Berita ini menyoroti ketidakadilan dan minimnya perlindungan yang dialami oleh pengemudi ojol dalam ekosistem ekonomi digital. Meskipun disebut “mitra,” para pengemudi sebenarnya menghadapi relasi kuasa yang timpang dengan aplikator, yang tercermin dari potongan komisi yang melebihi batas, kontrak sepihak, dan kurangnya transparansi dalam skema bagi hasil.
Pihak-pihak yang terlibat adalah pengemudi ojol diwakili oleh Dewi Anggraini, seorang pengemudi tangguh berusia 53 tahun dengan sembilan cucu, aplikator ojol pihak yang menetapkan ketentuan sepihak, dan pemerintah yang diharapkan dapat mengawasi dan menegakkan regulasi.
Investigasi yang mengungkap potongan komisi berlebihan dilakukan sepanjang Agustus 2024. Sementara itu, ketimpangan ini sudah berlangsung selama bertahun-tahun, dengan Dewi Anggraini sendiri telah menjadi pengemudi ojol sejak 2015. Aksi unjuk rasa pengemudi untuk menuntut keadilan pun kembali digelar tanpa menyebutkan tanggal spesifik.
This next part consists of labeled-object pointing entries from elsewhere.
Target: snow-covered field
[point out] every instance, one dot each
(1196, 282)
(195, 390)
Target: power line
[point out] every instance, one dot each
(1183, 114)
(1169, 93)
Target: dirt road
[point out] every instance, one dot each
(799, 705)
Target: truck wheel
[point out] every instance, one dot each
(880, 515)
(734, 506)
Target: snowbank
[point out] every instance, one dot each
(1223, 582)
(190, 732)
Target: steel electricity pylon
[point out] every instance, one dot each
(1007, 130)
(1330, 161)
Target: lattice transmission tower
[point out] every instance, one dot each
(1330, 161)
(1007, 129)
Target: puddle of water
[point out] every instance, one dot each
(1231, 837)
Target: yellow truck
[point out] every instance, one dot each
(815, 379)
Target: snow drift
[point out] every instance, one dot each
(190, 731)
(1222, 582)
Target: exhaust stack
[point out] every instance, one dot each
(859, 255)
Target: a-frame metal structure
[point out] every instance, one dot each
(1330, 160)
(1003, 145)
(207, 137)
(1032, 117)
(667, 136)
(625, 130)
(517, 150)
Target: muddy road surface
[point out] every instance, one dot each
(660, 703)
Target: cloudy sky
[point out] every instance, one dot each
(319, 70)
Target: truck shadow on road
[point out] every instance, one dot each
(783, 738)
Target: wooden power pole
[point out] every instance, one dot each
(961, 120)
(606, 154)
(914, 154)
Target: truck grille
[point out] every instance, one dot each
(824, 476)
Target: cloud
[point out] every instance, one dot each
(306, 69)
Fokus berita ini adalah di wilayah Jabodetabek, tempat investigasi pengambilan sampel rute pengantaran dilakukan. Namun, permasalahan ini bersifat nasional, mencerminkan kondisi pengemudi ojol di seluruh Indonesia.
Ketidakadilan ini terjadi karena tidak adanya kebijakan tegas yang mengatur skema kemitraan secara adil dan transparan. Kontrak yang bersifat sepihak tanpa ruang negosiasi, lemahnya pengawasan dari pemerintah, serta kegagalan aplikator menerapkan ketentuan batas maksimal komisi 15% sesuai Permenhub No. 12 Tahun 2022 menjadi akar permasalahan. Permenhub Tahun 2019 yang mengatur penentuan biaya jasa harus dibahas bersama pemangku kepentingan juga tidak diterapkan dalam praktik bagi hasil.
Para pengemudi telah melakukan protes dan aksi unjuk rasa untuk mendesak perhatian pemerintah dan aplikator. Mereka menuntut kejelasan bagi hasil yang transparan, hak untuk menggunakan lebih dari satu aplikasi, dan jaminan perlindungan sosial. Namun, hingga kini, belum terlihat langkah konkret dari pemerintah dalam mengawasi atau mengevaluasi ulang sistem kemitraan tersebut, membuat para pengemudi terus menanti keadilan di tengah derasnya arus ekonomi digital.